Lors de cette audition, J. Powell n’y répond pas volontairement pour se laisser des marges de manœuvre. Toutefois, les récentes interventions des membres de la Fed donnent des éléments de réponse. Les banquiers centraux américains s’interrogent de plus en plus sur la productivité, sur le niveau du taux directeur neutre ou encore, sur le taux de chômage d’équilibre. Pour notre part, nous nous sommes prononcés sur l’équilibre monétaire depuis longtemps. Nous pensons que les transitions économiques (géopolitique, environnementale et digitale) justifient un nouveau cycle d’investissement qui provoque un choc positif de productivité et une remontée du taux d’intérêt d’équilibre. Les banquiers centraux ne se prononcent pas clairement sur la valeur de ces paramètres. Toutefois, en reconnaissant qu’ils s’interrogent sur la valeur du taux neutre (r* dit r-star) et du taux de chômage d’équilibre (appelé NAIRU), cela comporte en soi des implications très importantes sur la conduite de la politique monétaire.
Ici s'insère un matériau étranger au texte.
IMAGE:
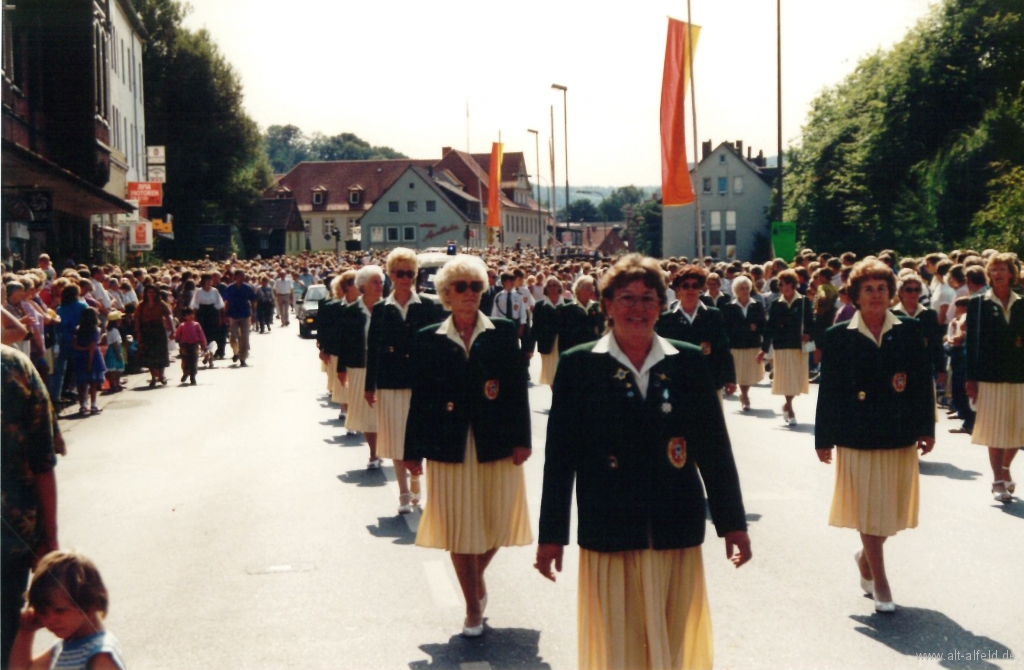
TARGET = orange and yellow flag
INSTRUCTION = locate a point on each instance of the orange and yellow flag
(676, 185)
(495, 186)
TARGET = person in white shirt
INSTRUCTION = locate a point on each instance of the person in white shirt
(284, 297)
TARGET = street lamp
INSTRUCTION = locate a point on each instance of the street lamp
(565, 112)
(540, 224)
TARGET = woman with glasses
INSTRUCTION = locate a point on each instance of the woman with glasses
(744, 323)
(388, 388)
(353, 324)
(877, 408)
(995, 369)
(697, 324)
(791, 323)
(632, 416)
(469, 417)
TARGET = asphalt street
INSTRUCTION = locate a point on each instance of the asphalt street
(236, 527)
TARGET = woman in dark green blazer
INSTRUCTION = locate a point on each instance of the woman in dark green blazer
(699, 325)
(547, 321)
(469, 417)
(877, 406)
(632, 416)
(995, 369)
(388, 387)
(791, 323)
(744, 323)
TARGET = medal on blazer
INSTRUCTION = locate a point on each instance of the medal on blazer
(677, 452)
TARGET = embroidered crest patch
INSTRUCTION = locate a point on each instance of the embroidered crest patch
(677, 452)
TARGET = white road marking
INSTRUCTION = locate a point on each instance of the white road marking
(440, 584)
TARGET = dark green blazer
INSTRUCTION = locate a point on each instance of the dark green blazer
(994, 348)
(547, 321)
(389, 345)
(933, 332)
(871, 396)
(744, 332)
(707, 333)
(640, 466)
(783, 331)
(452, 394)
(579, 326)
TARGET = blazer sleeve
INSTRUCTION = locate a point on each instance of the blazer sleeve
(559, 452)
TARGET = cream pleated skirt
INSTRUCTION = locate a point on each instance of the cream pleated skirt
(473, 507)
(339, 392)
(643, 609)
(360, 417)
(791, 377)
(877, 490)
(999, 423)
(549, 364)
(392, 412)
(749, 371)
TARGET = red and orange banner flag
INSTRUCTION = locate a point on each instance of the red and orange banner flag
(676, 185)
(495, 186)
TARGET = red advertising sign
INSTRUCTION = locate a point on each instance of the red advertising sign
(148, 194)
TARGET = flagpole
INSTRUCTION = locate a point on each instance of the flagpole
(696, 160)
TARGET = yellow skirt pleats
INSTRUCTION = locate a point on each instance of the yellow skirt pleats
(392, 412)
(549, 364)
(749, 371)
(999, 423)
(644, 609)
(877, 490)
(473, 507)
(339, 393)
(791, 377)
(360, 417)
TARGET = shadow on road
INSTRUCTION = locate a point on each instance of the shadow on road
(913, 630)
(392, 527)
(363, 477)
(500, 647)
(947, 470)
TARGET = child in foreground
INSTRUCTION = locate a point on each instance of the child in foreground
(68, 597)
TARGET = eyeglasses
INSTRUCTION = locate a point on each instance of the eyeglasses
(461, 287)
(645, 301)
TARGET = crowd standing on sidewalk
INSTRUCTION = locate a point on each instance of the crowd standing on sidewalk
(639, 352)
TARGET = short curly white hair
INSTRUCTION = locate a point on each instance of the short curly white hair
(401, 255)
(460, 267)
(367, 273)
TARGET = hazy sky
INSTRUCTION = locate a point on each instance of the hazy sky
(399, 73)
Justement, J. Powell avait évoqué ce sujet dans un discours de 2018 (« Monetary Policy in a Changing Economy », https://www.federalreserve.gov/newsevents/speech/powell20180824a.htm). Plus l’incertitude est élevée, plus la banque centrale doit retenir une approche prudente, en « gestion des risques » (risk management). En nous appuyant sur ce discours et sur les travaux académiques cités (notamment ceux de Taylor & Williams, 2011), nous en déduisons 3 leçons pour la conduite de la politique monétaire : 1) ne pas agir trop rapidement, 2) ne pas ajuster trop souvent et 3) privilégier une politique de « petits pas ». Ces principes doivent permettre de ne pas ajouter de la volatilité quand il y a déjà de l’incertitude.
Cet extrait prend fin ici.